Z powodu dużej liczby zgonów znacznie zwiększył się czas oczekiwania na pochówek. Na pogrzeb trzeba czekać nawet dwa tygodnie.
- Te statystki są bardzo niepokojące, to przerażające dane. Więcej zgonów zaczęło przybywać od sierpnia. Do tej pory czas oczekiwania na pogrzeb to było kilka dni, teraz to nawet dwa tygodnie - mówi w rozmowie z RMF FM.
Od 2 do 8 listopada zaplanowano prawie 180 pogrzebów. To o ok. 35 proc. więcej w porównaniu do zeszłego roku.

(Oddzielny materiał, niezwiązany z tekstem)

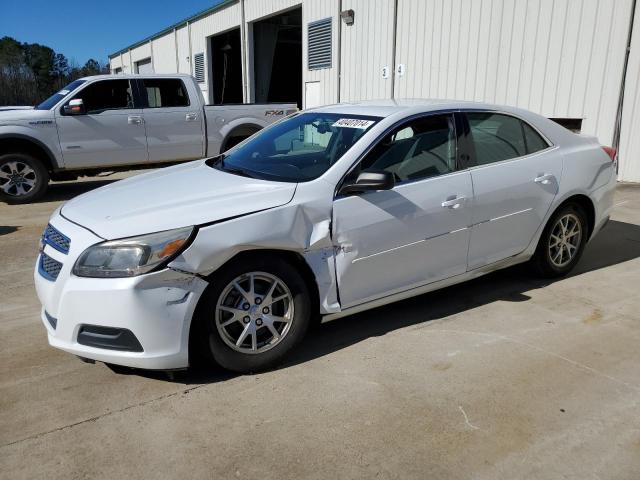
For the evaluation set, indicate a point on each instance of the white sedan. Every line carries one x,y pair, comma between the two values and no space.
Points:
329,212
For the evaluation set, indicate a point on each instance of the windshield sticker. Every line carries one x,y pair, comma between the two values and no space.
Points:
353,123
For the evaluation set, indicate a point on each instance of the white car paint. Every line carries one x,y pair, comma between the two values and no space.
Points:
364,250
114,138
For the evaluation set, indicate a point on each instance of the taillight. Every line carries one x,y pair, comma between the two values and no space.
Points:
611,152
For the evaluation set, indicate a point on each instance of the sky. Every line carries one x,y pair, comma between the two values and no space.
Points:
91,29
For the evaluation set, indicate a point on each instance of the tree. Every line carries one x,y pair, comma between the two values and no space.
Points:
30,72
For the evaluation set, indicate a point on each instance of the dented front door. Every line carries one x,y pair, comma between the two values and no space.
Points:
394,240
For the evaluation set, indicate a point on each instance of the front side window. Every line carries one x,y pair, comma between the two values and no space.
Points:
422,148
106,95
297,149
165,92
498,137
50,102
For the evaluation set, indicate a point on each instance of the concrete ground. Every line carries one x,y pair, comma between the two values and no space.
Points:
502,378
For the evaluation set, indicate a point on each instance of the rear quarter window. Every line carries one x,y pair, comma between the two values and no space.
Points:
165,93
498,137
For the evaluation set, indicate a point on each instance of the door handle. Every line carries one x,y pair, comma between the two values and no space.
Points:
454,202
544,179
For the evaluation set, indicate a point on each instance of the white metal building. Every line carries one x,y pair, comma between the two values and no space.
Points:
577,61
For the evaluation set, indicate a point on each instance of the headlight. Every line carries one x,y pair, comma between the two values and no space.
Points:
131,256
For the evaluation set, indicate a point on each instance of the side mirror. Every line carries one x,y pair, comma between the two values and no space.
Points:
370,181
75,107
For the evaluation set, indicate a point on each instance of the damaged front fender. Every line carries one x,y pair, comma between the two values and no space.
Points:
300,227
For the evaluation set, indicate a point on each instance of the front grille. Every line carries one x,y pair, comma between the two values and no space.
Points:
48,267
57,240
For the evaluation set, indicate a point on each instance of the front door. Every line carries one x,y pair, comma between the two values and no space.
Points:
515,179
174,126
111,132
416,233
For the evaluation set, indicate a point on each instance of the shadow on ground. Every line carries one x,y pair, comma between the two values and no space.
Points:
7,229
619,242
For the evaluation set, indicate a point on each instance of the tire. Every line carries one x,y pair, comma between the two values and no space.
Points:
23,178
222,316
558,250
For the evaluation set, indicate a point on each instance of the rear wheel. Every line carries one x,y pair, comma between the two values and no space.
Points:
23,178
255,312
562,242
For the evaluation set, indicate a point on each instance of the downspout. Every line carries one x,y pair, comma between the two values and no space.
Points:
175,43
191,72
153,68
339,48
243,51
393,52
618,125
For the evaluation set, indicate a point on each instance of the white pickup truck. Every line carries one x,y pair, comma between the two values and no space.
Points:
107,123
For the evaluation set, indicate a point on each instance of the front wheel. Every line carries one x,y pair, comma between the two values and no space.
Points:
255,312
23,178
562,242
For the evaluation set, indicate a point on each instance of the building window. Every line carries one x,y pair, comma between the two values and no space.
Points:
319,44
198,62
143,66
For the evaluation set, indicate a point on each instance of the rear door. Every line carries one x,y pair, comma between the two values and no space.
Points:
110,133
515,173
173,123
417,233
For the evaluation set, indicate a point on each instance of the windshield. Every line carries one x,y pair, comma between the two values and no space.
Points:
298,149
56,97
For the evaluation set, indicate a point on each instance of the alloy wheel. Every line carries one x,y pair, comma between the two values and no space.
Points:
17,178
564,241
254,312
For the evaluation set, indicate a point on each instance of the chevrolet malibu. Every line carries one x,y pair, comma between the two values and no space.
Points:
327,213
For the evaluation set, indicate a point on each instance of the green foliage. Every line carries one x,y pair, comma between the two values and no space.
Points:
30,72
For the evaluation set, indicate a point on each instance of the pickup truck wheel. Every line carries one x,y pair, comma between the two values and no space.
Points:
23,178
255,312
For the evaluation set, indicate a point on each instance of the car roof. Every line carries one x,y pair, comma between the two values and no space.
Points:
111,76
385,108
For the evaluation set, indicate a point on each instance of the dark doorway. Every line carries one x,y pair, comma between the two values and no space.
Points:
226,64
277,58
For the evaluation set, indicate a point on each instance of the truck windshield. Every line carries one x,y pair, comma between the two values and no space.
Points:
56,97
298,149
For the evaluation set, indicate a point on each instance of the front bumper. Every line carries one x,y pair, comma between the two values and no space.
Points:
156,308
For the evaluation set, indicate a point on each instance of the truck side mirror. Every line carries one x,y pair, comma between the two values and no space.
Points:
75,107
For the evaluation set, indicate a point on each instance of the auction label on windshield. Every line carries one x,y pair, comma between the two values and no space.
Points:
353,123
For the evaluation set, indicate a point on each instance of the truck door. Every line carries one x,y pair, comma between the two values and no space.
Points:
108,131
173,123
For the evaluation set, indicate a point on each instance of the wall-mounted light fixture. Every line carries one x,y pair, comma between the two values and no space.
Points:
347,16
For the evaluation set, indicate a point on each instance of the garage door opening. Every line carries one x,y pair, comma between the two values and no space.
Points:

Jeżeli ten wzrost się utrzyma, to na koniec listopada możemy spodziewać się około 800 pogrzebów, podczas gdy standardowo średnia miesięczna liczba pochówków kształtuje się na poziomie 500 - mówi w rozmowie z RMF FM Paweł Sularz, dyrektor Zarządu Cmentarzy Komunalnych w Krakowie.
Dlatego podjęto decyzję, że pogrzeby będą się odbywać także w soboty. Zatrudniono też dodatkowych grabarzy.
Urzędnicy planują też zakup nowej chłodni, bo z istniejących 250 miejsc zostało zaledwie kilkanaście.